На Северо-Западе Руси в начале XIV в. появилось и «Слово о лживых учителях», сумевшее сформулировать идею демократической жизни. Его автор считал, что если «вожди слепые» бездарным, корыстным правлением подрывают устои православной жизни, в основе которой лежат нравственные категории христианской морали, то этим они затворяют «Царство Божие от людей». Тем самым «Слово» оправдывало отстранение от власти «возволчившихся пастухов» и давало право «овци овца паствити». Поскольку не только знать, но «и простецы бывают… вельми смышлены и мудры» (цит. по: Клибанов 1996: 307). Здесь мнение народного собрания («словесных овец») становилось высшей инстанцией в решении главных дел. А за протестом против церковного догмата, требующего чтить «царя яко Бога», скрывалось еще и желание автора обосновать неправомочность верховной власти «ордынского царя» как незаконной и Богу противной.

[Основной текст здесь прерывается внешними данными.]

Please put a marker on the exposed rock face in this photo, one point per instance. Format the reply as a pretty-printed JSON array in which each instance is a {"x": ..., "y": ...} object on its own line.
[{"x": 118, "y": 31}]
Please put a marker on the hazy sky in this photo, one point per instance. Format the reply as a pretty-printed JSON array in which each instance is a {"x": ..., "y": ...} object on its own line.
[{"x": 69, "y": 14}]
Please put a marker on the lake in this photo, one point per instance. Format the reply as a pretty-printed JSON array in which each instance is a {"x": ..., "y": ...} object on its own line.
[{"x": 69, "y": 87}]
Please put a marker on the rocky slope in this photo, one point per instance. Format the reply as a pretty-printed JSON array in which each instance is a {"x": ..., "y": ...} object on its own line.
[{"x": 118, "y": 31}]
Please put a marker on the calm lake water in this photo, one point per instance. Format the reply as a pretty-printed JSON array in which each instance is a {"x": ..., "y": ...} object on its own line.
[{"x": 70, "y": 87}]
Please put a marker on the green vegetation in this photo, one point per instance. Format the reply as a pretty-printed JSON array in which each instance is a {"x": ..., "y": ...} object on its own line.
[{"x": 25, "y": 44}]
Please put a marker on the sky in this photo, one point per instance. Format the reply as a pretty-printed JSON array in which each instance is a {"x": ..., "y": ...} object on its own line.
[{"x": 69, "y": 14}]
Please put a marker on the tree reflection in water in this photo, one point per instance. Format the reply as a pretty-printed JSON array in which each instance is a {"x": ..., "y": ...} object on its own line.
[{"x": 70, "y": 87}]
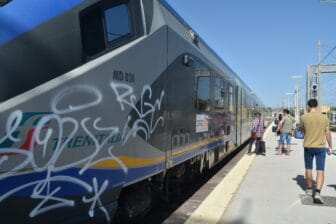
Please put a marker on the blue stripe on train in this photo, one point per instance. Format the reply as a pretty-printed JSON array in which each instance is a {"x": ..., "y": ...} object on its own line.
[
  {"x": 20, "y": 16},
  {"x": 70, "y": 182}
]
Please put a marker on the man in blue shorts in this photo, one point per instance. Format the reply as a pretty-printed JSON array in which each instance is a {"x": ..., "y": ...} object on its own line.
[{"x": 315, "y": 127}]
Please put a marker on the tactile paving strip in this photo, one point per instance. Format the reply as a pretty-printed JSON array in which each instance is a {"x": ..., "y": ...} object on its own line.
[{"x": 328, "y": 201}]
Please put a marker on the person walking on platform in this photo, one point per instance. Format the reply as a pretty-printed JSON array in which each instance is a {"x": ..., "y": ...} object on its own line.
[
  {"x": 278, "y": 132},
  {"x": 315, "y": 128},
  {"x": 285, "y": 127},
  {"x": 257, "y": 130}
]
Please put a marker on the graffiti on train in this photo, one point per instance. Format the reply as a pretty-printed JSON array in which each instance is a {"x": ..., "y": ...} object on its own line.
[{"x": 44, "y": 148}]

Демократическую идею «Слова о лживых учителях» следует считать продолжением славянской традиции «народоправства», из которой затем выросли Советы как политический институт и которая была отмечена греками еще в VI в. в качестве характерной особенности общественного устройства наших предков. Это пристрастие славян к прямой демократии влияло на толкование основ христианства, признающего в качестве одного из символов веры принцип соборности и взявшего на вооружение древнее республиканское правило римлян: «Vox populi – vox dei» (в русской традиции: глас народа – глас божий). Да и сам древний ромейский обычай участия народных масс в свержении и назначении императоров, если монарх по каким-то причинам не устраивал общество, укреплял идеологов вечевой власти в собственной правоте. Этому же способствовало и обращение к тексту «Книги Судей Израилевых», когда, обходясь без царя, власть судейства «действовала не через принуждение, а силой авторитета, причем авторитет этот сообщался Божественной санкцией» (Цыпин 2002: 633).

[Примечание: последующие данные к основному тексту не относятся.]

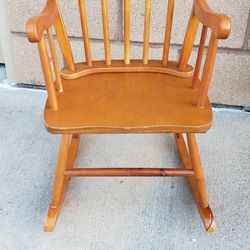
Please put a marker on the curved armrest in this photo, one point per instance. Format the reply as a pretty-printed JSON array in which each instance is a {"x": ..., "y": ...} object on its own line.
[
  {"x": 219, "y": 23},
  {"x": 36, "y": 26}
]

Взяв под защиту вечевую управленческую модель, «Слово…» нашло себе многочисленных сторонников там, где власть московского князя и митрополита была максимально ограничена. По мнению Б. А. Рыбакова, под влиянием этого сочинения c середины XIV в. в северо-западных землях Руси стало набирать силу движение стригольников (Рыбаков 1993: 84). В 1375 г. летопись сообщила о первой расправе с ними властей Новгорода. «Тогды, – пишет летописец, – побиша стриголников еретиков диакона Микиту и Карпа простца, и третьего человека с ними, свергоша их с мосту» (Софийская… 2000: 449). Если верить Иосифу Волоцкому, среди них главную роль играл «Карп, по ремеслу стригольник, живший во Пскове». Он и «стал родоначальником скверной и мерзкой ереси» (Волоцкий 2016: 404).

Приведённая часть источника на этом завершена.